Complex systems won this year’s Nobel. Here’s what it means.
With the Nobel prize going to two major figures in climate science as well as a giant in statistical physics, it is certainly a win for…
With the Nobel prize going to two major figures in climate science as well as a giant in statistical physics, it is certainly a win for complex systems.
Complex systems has had a long lull in the popular culture since its heyday in the 1990s where it was dubbed a New Kind of Science. We knew then that it was just old kind of science with new clothes.
Computers are finally advanced enough to keep up with simulations of trillions of galaxies and millions of universes. Flocks of birds that used to amuse us early Linux users are now child’s play compared to what we can now do.
With all this power at are figure tips to predict and understand, we may want to ask whether this will help us in the end. So far, it seems as if the model predictions for global warming that Sukyuro Manabe produced in the 1970s were spot on, yet attempts to mitigate such warming have failed.
Many systems are complicated but not complex, for example, an internal combustion engine or a rocket are complicate, but they are not complex. Far from it, they rely on having very predictable and regular behavior. A complex system is a system that has many interacting parts that produce some phenomenon that is emergent, such as the amazing patterns in flocks of birds or phase transitions in molecules.
The US military has long recognized that the fog of war is the result of a complex system. Hence, it invests in large simulation environments that can probe thousands or millions of interacting parts. Yet, the real world is always that much more complex and unpredictable.
In 2002, 2021 Nobel laureate Giorgio Parisi wrote an article about what complex systems look like from his physicist’s perspective. He points out that, for example, classical physics tended to restrict itself to simple problems out of necessity. Newton, Laplace, and Hamilton to name a few had no means for really understanding complex systems. Newton struggled with the three body problem, cranking out a few perturbations but ultimately failing. Complex systems tend to be inherently intractable mathematically.
Statistical mechanics in the 19th century and quantum in the 20th forced physicists to confront complex systems as it turned out that basic constituents of matter: fluids, heat, gases, crystals, atoms, and light are all complex systems.
There is an argument between physicists and complexity scientists about whether one can get “simple” behavior from a complex system, as the general rule of thumb is that a complex system has complex behavior from simple rules. A lot of matter doesn’t work that way. You can, after all, get crystals which are pretty simple, but the way in which they form is quite complex.
Parisi defines a complex system as a system where “its behavior dependence crucially on its details.” I think this is an important point because it relates to concepts in chaos like sensitive dependence on initial conditions. Complex systems have sensitive dependence on many of their conditions. That is why they can have so much variation from simple rules and different conditions. Yet, complex systems are also not necessarily chaotic. Nor are they ordered. They exist somewhere on the margins in between, neither purely random nor perfectly periodic, but swinging back and forth between the two.
Parisi uses the example of protein folding as a complex system. Long strands of RNA, for example, which can fold in many different ways because there are many different foldings that have close to minimal energy. Yet, if we see these as complex systems, then we need not understand them in their full complexity but only understand them probabilistically. And because they are complex and sensitive to their conditions, this might be more useful, since the RNA can fold in so many unpredictable ways.
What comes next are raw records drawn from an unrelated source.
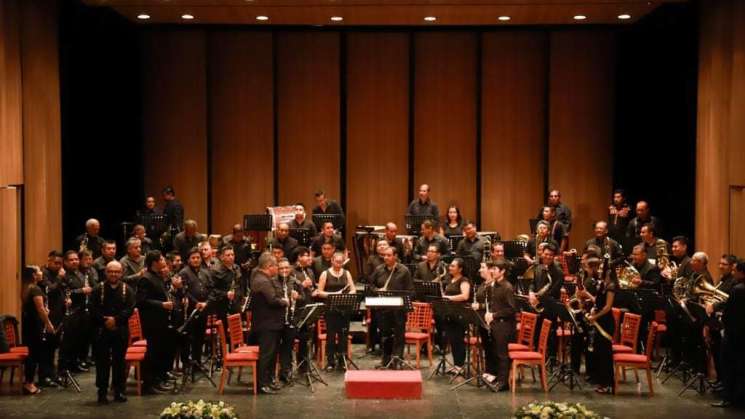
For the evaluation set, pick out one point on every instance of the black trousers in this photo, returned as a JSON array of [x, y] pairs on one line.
[[111, 348], [393, 333], [268, 347], [337, 329]]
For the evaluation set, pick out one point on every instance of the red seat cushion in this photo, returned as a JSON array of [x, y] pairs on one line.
[[622, 349], [630, 358], [512, 347], [525, 356]]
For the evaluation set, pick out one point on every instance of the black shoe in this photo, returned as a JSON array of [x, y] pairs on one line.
[[267, 390]]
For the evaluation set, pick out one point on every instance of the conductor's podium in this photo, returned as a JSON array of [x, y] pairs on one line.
[[372, 384]]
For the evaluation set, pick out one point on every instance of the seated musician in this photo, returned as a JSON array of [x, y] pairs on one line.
[[392, 276], [335, 280], [428, 238]]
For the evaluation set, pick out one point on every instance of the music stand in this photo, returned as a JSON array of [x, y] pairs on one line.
[[413, 223], [309, 315], [346, 305]]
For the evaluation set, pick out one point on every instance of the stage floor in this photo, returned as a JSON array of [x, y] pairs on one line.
[[438, 401]]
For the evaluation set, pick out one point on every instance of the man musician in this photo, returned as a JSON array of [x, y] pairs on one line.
[[495, 298], [392, 276]]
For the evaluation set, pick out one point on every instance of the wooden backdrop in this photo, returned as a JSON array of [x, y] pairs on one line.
[[266, 118]]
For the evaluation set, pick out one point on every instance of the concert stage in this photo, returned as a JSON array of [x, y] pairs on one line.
[[437, 401]]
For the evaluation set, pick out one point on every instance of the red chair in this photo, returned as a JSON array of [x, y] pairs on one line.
[[532, 359], [622, 361], [235, 359], [419, 330]]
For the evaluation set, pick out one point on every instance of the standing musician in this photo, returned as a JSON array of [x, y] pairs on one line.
[[268, 306], [335, 280], [602, 347], [155, 308], [458, 290], [197, 281], [392, 276], [293, 291], [113, 303], [495, 297]]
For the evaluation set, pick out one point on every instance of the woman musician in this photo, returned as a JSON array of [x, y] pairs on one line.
[[335, 280]]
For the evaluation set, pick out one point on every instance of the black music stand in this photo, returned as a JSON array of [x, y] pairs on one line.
[[346, 304], [413, 223], [309, 315]]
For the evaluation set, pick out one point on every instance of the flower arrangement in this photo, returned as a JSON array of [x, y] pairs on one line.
[[554, 410], [198, 409]]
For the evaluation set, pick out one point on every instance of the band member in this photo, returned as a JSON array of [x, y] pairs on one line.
[[185, 240], [557, 229], [495, 297], [108, 253], [293, 291], [335, 280], [563, 213], [301, 221], [429, 238], [432, 268], [733, 343], [282, 239], [535, 244], [173, 212], [197, 281], [619, 214], [113, 304], [423, 205], [643, 216], [37, 328], [133, 263], [155, 308], [268, 308], [392, 276], [453, 225], [325, 206], [90, 240], [602, 347], [607, 245], [458, 290], [322, 262]]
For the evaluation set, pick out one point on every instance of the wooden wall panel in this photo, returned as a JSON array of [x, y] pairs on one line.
[[10, 257], [41, 130], [241, 125], [11, 143], [581, 125], [377, 128], [513, 119], [309, 115], [175, 118], [445, 118]]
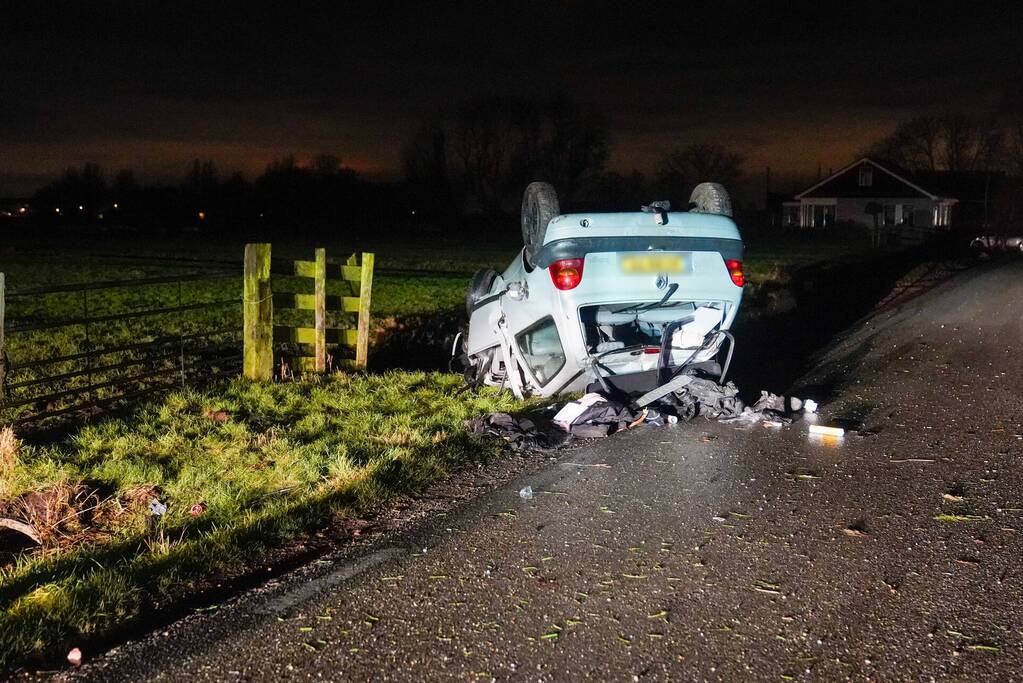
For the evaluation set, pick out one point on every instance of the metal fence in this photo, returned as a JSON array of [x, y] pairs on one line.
[[71, 351]]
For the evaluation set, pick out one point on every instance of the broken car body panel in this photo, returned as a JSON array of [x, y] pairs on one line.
[[628, 276]]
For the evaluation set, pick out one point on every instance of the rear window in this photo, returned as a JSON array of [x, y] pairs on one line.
[[541, 348]]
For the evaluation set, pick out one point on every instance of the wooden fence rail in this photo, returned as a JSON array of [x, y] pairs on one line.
[[261, 332]]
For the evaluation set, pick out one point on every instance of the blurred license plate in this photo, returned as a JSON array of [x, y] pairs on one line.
[[638, 264]]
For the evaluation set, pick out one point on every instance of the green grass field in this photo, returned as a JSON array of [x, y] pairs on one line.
[[268, 462]]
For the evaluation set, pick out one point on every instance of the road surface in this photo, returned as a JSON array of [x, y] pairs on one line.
[[701, 551]]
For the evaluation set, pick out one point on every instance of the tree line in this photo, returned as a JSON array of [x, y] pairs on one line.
[[475, 160]]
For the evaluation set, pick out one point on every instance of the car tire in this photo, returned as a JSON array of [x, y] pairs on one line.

This approach can help us in many complex systems where we don’t understand all the rules. Rather than understand the rules, we can generate probabilistic rules and understand the sort of distribution of different possibilities.
Consider an example like a pandemic spreading around the world. This is a complex system where a funeral can lead to a sudden outbreak. (This happened in Albany [pronounced Al-benny], Georgia.) We can’t predict those occurrences, but we can try to understand and model the probable outcomes. Like proteins and lightning and other natural phenomena, the virus is going to follow some path of least resistance. Because it is a complex system, we cannot understand exactly what that path is but we can understand the probable paths.
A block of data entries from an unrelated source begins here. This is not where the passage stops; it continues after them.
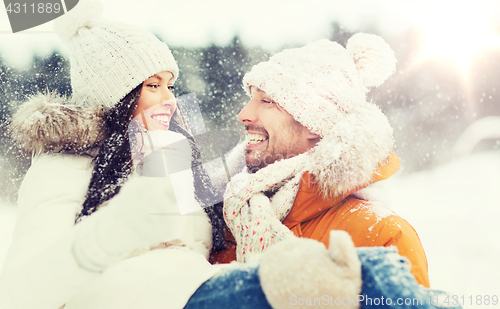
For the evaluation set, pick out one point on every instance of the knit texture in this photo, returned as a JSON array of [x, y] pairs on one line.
[[323, 86], [254, 219], [109, 59]]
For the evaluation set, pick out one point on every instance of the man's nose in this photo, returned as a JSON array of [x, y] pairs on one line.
[[249, 113]]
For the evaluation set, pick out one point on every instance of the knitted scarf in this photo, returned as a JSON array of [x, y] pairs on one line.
[[255, 219]]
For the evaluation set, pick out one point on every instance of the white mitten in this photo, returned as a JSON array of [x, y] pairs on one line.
[[143, 214], [302, 268]]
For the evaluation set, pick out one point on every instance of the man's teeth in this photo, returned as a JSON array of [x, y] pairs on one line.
[[256, 138], [160, 118]]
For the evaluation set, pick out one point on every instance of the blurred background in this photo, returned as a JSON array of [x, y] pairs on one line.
[[443, 102]]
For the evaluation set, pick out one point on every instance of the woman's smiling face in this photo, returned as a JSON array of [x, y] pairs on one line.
[[157, 103]]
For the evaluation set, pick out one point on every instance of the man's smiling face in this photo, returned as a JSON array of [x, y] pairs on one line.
[[273, 134]]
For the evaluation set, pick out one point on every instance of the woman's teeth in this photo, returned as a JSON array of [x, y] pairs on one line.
[[161, 118], [256, 138]]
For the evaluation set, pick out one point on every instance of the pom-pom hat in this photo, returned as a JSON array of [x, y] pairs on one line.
[[109, 59], [323, 86]]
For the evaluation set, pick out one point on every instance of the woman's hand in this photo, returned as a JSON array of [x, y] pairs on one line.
[[141, 215]]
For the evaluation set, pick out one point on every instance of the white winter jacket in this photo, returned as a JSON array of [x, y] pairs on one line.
[[41, 270]]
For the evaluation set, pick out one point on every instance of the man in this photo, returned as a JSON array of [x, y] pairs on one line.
[[315, 148]]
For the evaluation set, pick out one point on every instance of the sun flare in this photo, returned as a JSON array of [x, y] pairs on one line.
[[458, 31]]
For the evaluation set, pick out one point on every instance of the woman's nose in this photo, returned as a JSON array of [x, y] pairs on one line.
[[249, 113], [168, 97]]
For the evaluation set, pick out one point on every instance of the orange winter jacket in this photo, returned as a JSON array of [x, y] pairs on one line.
[[368, 224]]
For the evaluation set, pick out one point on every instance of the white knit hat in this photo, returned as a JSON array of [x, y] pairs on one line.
[[109, 59], [323, 86]]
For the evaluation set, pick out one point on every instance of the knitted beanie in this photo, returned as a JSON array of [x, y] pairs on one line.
[[323, 86], [109, 59]]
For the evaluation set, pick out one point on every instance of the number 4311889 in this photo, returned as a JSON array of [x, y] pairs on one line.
[[471, 300], [40, 8]]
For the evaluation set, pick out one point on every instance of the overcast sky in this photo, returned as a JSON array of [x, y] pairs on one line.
[[270, 24]]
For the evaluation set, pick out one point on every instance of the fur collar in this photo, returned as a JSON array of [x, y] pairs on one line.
[[47, 123]]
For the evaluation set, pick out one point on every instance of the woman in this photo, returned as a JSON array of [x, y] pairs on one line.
[[131, 248]]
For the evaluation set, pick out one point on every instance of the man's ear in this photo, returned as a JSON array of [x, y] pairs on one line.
[[311, 136]]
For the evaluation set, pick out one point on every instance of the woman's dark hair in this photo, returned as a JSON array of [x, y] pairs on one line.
[[113, 164]]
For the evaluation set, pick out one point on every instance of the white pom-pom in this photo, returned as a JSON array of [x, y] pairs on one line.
[[84, 15], [374, 58]]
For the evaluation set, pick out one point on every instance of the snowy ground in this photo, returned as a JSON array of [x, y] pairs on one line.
[[455, 210]]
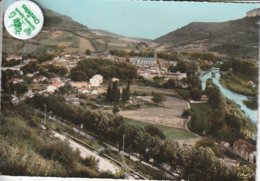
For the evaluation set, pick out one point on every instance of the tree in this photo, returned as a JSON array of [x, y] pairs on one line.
[[126, 93], [170, 84], [201, 164], [115, 109], [195, 94], [78, 75], [88, 52], [214, 95], [158, 98]]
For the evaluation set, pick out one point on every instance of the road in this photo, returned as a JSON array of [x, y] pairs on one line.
[[103, 164], [109, 146]]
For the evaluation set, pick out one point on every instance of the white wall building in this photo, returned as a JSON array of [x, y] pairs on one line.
[[96, 81]]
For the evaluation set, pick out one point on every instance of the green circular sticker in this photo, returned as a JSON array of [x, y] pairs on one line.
[[23, 19]]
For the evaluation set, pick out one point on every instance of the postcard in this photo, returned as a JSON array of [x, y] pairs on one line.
[[135, 90]]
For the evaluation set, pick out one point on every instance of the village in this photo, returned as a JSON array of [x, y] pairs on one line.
[[147, 67]]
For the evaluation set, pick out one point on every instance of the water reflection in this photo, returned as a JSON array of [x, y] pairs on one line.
[[214, 74]]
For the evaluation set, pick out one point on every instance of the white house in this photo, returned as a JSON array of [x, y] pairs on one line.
[[14, 57], [245, 150], [16, 80], [54, 87], [39, 79], [96, 81], [144, 61]]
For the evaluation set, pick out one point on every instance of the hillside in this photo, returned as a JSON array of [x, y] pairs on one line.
[[62, 33], [233, 38]]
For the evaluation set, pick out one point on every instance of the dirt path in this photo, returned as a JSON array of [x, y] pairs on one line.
[[103, 164], [149, 90], [169, 114], [85, 44]]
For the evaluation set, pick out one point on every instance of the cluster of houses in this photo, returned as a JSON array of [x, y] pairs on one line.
[[82, 87], [150, 67], [65, 60]]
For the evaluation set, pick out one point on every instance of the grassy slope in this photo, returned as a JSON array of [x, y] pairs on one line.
[[200, 112], [26, 149], [169, 132], [237, 84]]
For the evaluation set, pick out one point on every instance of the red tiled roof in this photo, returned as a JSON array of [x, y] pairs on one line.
[[244, 145]]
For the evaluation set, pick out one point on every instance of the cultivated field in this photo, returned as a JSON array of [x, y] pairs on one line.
[[168, 114]]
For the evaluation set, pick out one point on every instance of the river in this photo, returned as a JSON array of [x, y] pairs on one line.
[[237, 98]]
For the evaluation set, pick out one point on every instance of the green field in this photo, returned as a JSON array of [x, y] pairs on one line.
[[198, 117], [237, 84], [169, 132]]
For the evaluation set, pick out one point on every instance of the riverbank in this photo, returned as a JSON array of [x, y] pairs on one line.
[[237, 84], [237, 98]]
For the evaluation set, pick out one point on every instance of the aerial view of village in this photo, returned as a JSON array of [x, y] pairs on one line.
[[82, 99]]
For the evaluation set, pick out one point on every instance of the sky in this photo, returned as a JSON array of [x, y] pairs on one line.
[[143, 19]]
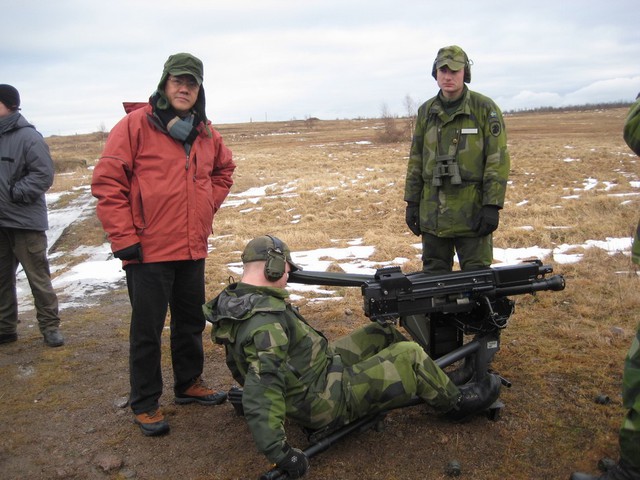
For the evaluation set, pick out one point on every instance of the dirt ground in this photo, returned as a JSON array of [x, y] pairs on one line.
[[64, 412], [73, 422]]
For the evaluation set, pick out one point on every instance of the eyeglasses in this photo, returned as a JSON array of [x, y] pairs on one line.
[[188, 82]]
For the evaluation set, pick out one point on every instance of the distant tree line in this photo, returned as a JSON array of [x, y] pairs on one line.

One final critical point about this that Parisi makes that we need to consider carefully is that the word “prediction” no longer means what is used to mean in classical physics. We cannot provide precise predictions of complex or chaotic phenomena. All we can do is provide probabilities. That includes the fate of our planet. In any predictive model, we have to make assumptions about how all the parts are going to play together, including us. Yet, certain things are clear: when humans do not do the right things, good things rarely happen.
Parisi, Giorgio. “Complex systems: a physicist’s viewpoint.” arXiv preprint cond-mat/0205297 (2002).